The waste gas generated by the dry-process rotary kiln enters the external heat exchanger of the pyrolysis device through the high-temperature flue gas discharge port of the environmental protection device, serving as a heat source for the pyrolysis furnace.
Flow Regulating Device Purpose:
The flow device at the high-temperature flue gas port controls the volume of high-temperature flue gas entering the branch pipe. This device adjusts the air volume. It keeps the flue gas entering the external heat exchanger at 400°C to 1000°C. Ideally, it should be 500°C to 650°C. This creates a vacuum zone. It ensures the shredder and pyrolysis furnace operate without oxygen. This prevents fires and explosions in lithium battery recycling.

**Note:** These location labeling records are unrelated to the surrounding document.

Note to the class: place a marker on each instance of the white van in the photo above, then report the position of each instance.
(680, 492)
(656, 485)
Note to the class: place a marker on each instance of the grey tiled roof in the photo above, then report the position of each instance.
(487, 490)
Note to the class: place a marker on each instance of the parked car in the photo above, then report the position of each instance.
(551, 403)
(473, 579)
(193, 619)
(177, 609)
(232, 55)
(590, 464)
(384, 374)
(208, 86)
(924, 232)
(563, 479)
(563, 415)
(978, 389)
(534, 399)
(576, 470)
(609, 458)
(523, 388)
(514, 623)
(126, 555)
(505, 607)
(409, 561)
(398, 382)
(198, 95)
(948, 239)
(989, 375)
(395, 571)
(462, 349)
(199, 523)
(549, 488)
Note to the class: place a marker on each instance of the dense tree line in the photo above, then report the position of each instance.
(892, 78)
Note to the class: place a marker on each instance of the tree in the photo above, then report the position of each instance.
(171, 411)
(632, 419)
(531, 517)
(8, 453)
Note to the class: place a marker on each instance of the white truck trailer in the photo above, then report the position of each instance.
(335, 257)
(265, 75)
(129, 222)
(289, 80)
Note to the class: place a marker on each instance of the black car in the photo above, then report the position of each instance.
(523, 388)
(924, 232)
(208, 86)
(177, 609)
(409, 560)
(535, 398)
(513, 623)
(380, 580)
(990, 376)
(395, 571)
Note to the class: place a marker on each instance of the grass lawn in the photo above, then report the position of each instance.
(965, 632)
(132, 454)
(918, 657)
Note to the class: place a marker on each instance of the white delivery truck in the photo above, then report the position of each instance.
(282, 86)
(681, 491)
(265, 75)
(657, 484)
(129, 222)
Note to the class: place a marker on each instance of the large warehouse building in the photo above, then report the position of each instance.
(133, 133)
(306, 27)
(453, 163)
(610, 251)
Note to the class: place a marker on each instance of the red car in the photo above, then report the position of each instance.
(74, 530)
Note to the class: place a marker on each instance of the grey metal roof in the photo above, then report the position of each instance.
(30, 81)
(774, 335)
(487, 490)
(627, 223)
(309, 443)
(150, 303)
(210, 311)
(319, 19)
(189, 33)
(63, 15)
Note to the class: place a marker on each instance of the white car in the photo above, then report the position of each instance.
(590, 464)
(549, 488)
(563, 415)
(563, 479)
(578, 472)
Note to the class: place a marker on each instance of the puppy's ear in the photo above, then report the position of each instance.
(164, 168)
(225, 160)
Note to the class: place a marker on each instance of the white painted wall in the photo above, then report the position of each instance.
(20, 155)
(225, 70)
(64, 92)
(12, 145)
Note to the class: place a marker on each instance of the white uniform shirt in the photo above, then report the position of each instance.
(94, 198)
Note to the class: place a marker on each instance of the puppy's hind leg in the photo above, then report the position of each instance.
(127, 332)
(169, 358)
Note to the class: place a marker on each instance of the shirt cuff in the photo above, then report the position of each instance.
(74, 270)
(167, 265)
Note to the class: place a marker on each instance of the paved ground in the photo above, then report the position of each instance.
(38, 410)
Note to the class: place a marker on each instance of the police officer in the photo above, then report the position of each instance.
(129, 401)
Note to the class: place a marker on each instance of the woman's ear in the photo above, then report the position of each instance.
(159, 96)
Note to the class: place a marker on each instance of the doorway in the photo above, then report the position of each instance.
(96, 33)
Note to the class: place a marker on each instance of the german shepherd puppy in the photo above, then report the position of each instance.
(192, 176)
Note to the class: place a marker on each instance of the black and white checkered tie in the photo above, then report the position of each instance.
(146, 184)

After shredding, the waste lithium batteries go into a pyrolysis furnace. There, the organic materials in the batteries undergo pyrolysis. Heat breaks down the binder PVDF, lithium hexafluorophosphate, and organic solvents in waste lithium batteries. This generates cracking waste gas. The burning of this cracking waste gas produces carbon dioxide, water, HF, and other gases.
The waste gas treatment device has nano-sized calcium oxide. It is highly active at operating temperatures. It quickly reacts with HF to form calcium fluoride. This prevents HF from entering the atmosphere. Similarly, any remaining hydrogen halide gases combine with calcium to form calcium halide. The cement plant’s pollution control device treats the CO2 and water. It does this to meet emission standards.
Recycling and processing waste lithium batteries is a crucial step in managing the environmental impact of battery disposal and recovering valuable materials. With the growing demand for lithium-ion batteries, recycling is vital. They are used in electric vehicles and portable electronics. We must recycle them to avoid hazardous waste and resource depletion. The recycling process involves three steps. First, collect spent batteries. Next, safely dismantle them. Finally, extract components like lithium, cobalt, and nickel. These can be reused in new batteries. Recycling tech is improving. It’s more efficient and cheaper. So, it’s now easier to recover materials. Improving recycling helps sustainability and a circular economy. It reuses resources and cuts the need for raw materials.